Brock GB, et al.: Efficacy and safety of tadalafil for the treatment of erectile dysfunction: results of integrated analyses. J Urol 168(4 Pt 1):1332, 2002.

Fitkin J and Ho GT: Peyronie's disease: current management. Am Fam Physician 60(2):549, 1999.

Jain P, et al.: Testosterone supplementation for erectile dysfunction: results of meta-analysis. J Urol 164(2):371, 2000.

Kloner RA, et al.: Erectile dysfunction in the cardiac patient: how common and should we treat? J Urol 170(2 Pt 2):S46, 2003.
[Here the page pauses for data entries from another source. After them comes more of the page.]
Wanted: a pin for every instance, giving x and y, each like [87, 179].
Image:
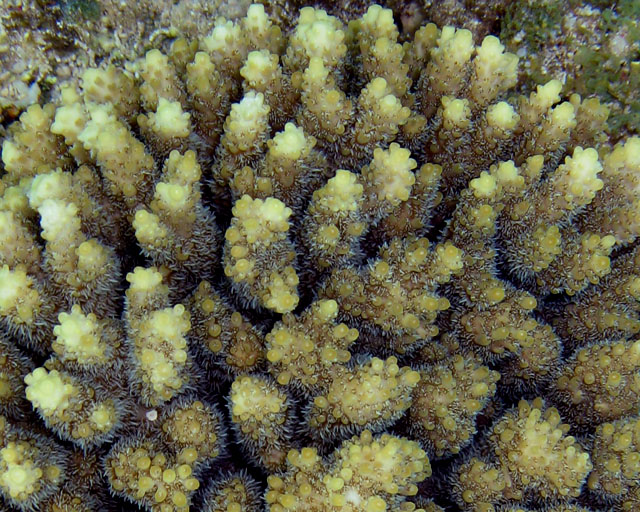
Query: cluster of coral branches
[338, 268]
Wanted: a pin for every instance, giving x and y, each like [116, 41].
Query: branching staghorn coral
[285, 267]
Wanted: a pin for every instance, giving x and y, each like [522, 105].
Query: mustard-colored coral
[222, 260]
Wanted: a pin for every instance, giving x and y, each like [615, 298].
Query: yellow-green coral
[339, 227]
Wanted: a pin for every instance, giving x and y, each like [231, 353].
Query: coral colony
[332, 269]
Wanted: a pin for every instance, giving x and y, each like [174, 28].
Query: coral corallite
[328, 267]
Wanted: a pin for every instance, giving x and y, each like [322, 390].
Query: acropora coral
[331, 266]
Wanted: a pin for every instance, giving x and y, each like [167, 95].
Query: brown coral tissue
[328, 266]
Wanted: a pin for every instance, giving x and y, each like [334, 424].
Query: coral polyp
[326, 266]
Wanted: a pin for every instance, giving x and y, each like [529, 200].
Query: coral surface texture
[333, 265]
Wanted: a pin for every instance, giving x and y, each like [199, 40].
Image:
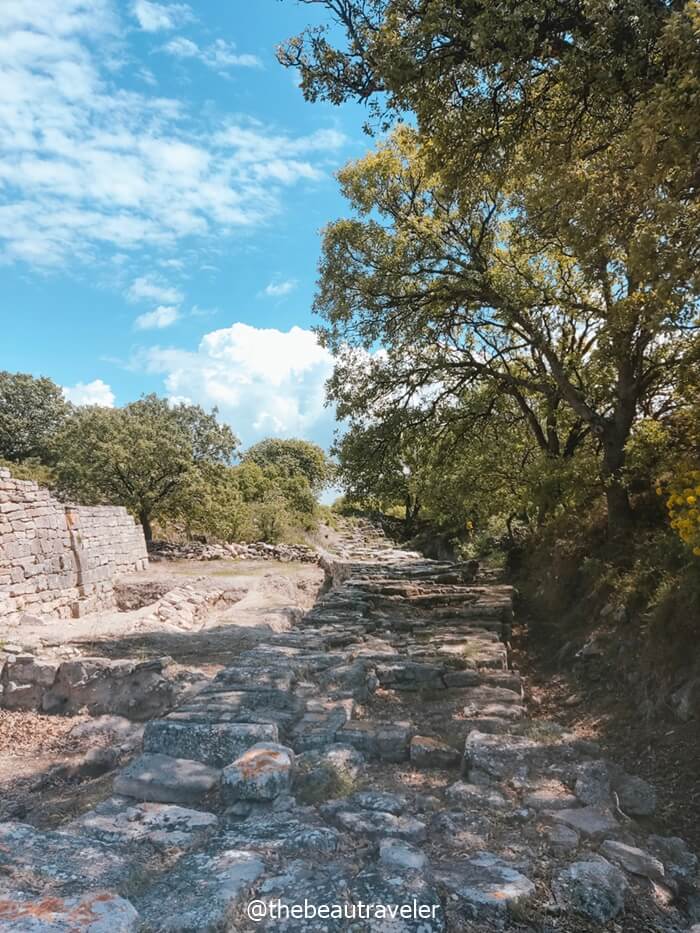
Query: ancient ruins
[61, 560]
[377, 755]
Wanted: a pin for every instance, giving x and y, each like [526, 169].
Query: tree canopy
[292, 457]
[143, 455]
[31, 411]
[537, 230]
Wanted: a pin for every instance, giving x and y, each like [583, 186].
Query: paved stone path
[376, 766]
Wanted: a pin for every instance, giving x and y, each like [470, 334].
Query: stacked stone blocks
[58, 560]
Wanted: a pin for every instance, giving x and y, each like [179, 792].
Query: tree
[142, 456]
[458, 289]
[545, 215]
[31, 411]
[382, 464]
[292, 457]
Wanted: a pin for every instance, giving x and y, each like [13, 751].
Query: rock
[215, 744]
[164, 826]
[550, 795]
[397, 854]
[336, 886]
[373, 824]
[59, 863]
[593, 784]
[333, 772]
[485, 696]
[129, 734]
[475, 795]
[101, 912]
[410, 675]
[162, 779]
[137, 689]
[637, 797]
[592, 822]
[562, 839]
[201, 892]
[462, 679]
[98, 761]
[263, 772]
[595, 889]
[404, 904]
[635, 861]
[513, 757]
[680, 864]
[388, 741]
[294, 833]
[487, 887]
[426, 752]
[378, 800]
[686, 700]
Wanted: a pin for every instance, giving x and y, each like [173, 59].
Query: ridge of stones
[380, 752]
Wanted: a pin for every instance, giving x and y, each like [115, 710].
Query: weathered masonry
[61, 560]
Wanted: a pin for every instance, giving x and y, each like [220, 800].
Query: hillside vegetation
[177, 468]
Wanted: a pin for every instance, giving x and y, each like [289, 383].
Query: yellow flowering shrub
[683, 504]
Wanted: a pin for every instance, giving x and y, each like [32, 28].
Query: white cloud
[148, 288]
[220, 55]
[96, 392]
[161, 317]
[278, 289]
[155, 17]
[264, 381]
[88, 166]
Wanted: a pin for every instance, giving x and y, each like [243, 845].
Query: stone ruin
[378, 753]
[59, 560]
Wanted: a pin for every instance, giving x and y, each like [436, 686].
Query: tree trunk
[145, 518]
[617, 498]
[412, 507]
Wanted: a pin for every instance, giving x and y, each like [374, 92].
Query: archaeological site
[350, 466]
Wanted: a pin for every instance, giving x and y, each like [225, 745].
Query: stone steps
[409, 772]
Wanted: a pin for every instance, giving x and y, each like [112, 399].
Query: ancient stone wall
[59, 560]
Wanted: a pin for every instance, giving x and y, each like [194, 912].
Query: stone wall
[61, 560]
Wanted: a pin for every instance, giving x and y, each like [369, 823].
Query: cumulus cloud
[88, 166]
[147, 288]
[264, 381]
[161, 317]
[96, 392]
[157, 17]
[279, 289]
[220, 55]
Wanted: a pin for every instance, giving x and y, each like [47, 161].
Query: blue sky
[162, 188]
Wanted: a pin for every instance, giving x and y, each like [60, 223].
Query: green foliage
[537, 229]
[146, 456]
[31, 411]
[32, 469]
[292, 458]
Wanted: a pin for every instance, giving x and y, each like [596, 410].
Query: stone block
[262, 773]
[161, 779]
[216, 744]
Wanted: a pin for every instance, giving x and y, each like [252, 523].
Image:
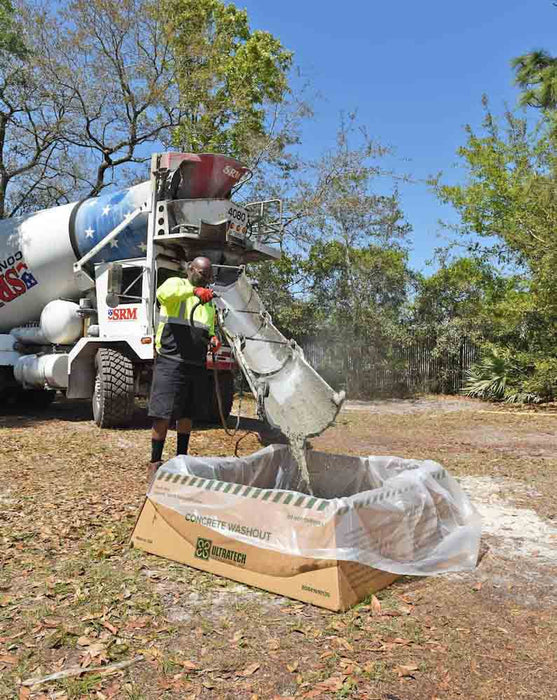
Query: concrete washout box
[370, 520]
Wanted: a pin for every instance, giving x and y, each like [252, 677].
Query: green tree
[100, 82]
[230, 77]
[11, 42]
[509, 204]
[536, 74]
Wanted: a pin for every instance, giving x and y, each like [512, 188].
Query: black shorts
[178, 390]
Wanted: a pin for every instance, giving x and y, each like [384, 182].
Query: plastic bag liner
[399, 515]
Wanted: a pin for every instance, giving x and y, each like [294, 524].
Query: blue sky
[415, 71]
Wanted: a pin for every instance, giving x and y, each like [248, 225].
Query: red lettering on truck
[16, 279]
[15, 283]
[125, 314]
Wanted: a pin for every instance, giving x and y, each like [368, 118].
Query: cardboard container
[244, 519]
[162, 530]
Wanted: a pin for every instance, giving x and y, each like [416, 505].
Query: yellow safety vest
[175, 337]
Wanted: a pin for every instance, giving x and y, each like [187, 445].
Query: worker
[180, 379]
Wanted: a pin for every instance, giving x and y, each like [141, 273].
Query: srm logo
[125, 314]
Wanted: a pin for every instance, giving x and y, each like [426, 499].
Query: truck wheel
[226, 388]
[113, 398]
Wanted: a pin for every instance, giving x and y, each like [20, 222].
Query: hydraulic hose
[197, 336]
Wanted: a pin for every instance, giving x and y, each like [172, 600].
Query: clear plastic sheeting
[399, 515]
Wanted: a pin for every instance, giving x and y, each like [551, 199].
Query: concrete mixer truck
[78, 282]
[78, 307]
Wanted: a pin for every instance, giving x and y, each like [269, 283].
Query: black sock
[182, 443]
[156, 450]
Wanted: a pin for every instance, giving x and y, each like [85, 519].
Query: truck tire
[226, 387]
[113, 397]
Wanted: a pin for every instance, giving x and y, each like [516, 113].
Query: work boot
[152, 471]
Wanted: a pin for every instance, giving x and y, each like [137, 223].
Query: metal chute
[290, 393]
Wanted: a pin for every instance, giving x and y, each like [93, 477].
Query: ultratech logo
[204, 549]
[125, 314]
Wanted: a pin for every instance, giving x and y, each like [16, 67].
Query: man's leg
[158, 436]
[183, 430]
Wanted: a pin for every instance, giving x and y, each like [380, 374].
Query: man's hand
[214, 344]
[204, 294]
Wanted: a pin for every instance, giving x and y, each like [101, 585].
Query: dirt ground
[74, 595]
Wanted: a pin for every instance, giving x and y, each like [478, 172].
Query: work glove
[215, 344]
[204, 294]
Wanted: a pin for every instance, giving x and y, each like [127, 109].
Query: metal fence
[368, 372]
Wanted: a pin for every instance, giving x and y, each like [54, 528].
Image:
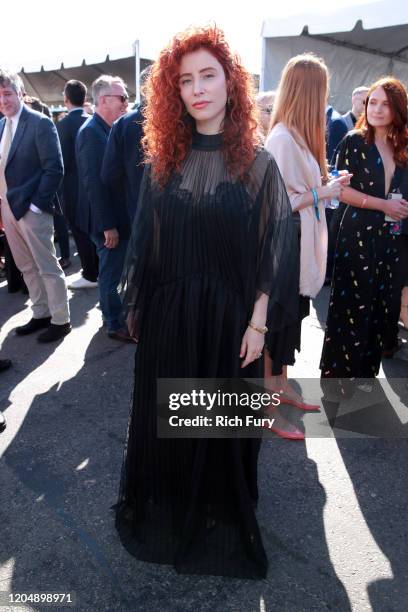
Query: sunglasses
[123, 99]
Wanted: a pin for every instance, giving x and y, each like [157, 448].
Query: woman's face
[203, 89]
[379, 114]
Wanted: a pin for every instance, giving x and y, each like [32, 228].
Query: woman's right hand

Lue TF: Erectile dysfunction. N Engl J Med 342(24):1802, 2000.

NIH Consensus Development Panel on Impotence: NIH Consensus Conference. Impotence. JAMA 270(1):83, 1993.

Padma-Nathan H, et al.: Minimal time to successful intercourse after sildenafil citrate: results of a randomized, double-blind, placebo-controlled trial. Urology 62(3):400, 2003.

Simons JS and Carey MP: Prevalence of sexual dysfunctions: results from a decade of research. Arch Sex Behav 30(2):177, 2001.

Smith KJ and Roberts MS: The cost-effectiveness of sildenafil. Ann Intern Med 132(12):933, 2000.

Vardenafil [package insert]. West Haven, CT: Bayer Pharmaceuticals Corp; 2003.